Do you know what blind contour drawing is? I never heard of that term before today, although after I read about what it is, I realized I’ve done many drawings this way.
Blind contour drawing is when you look intently at the object you are drawing, and you draw it without looking down at the piece of paper and without lifting your pencil (or pen or whatever).
Each time you have to lift the pencil, like if you are drawing a face and you need to lift the pencil to draw an internal component like an eye, then you can look down, lift the pencil, position it in the correct place, and then look away again before moving the pencil. This style of drawing reminds me a little of drawing on an etch-a-sketch. It’s the same concept since you are drawing with a single fluid line; however, I’ve always looked at my drawing while I drew on an etch-a-sketch.

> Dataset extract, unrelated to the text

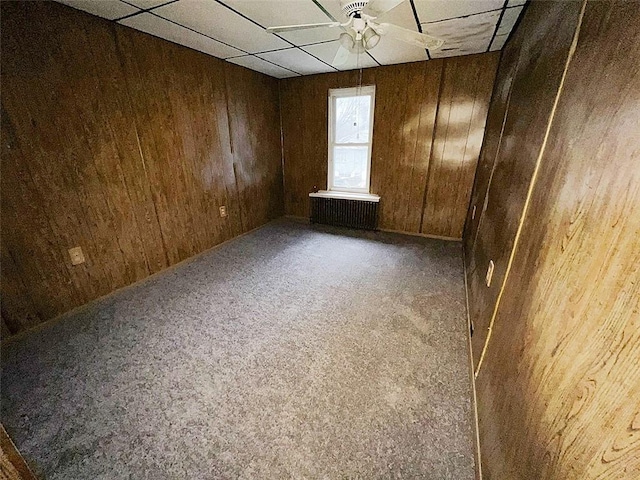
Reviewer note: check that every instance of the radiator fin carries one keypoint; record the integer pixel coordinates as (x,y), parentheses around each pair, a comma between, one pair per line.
(341,212)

The interesting thing about this type of drawing is that the goal is not for it to result in something that looks like what you were drawing. As a matter of fact, it will most likely look very different. The goal is simply to improve your own hand-eye coordination.
Blind contour drawing is so much fun if you can keep yourself from peeking (it’s so hard!). If you draw for ten or fifteen minutes while carefully observing whatever it is you are drawing, it’s like opening a present when you finally look down at what you’ve done. It’s really cool actually! There is a nice tutorial on HubPages if you want to check it out. If an artist is really good at blind contour drawing, he or she can do it with their eyes closed. They can draw from their memories of a subject, which is exactly what Kevin Breakstone did in the drawings below. His impeccable renditions of these famous Star Trek: The Next Generation characters are mind-boggling. He draws these with a sharpie and then colors them with watercolors. It really illustrates what muscle memory can do when it’s put to the test!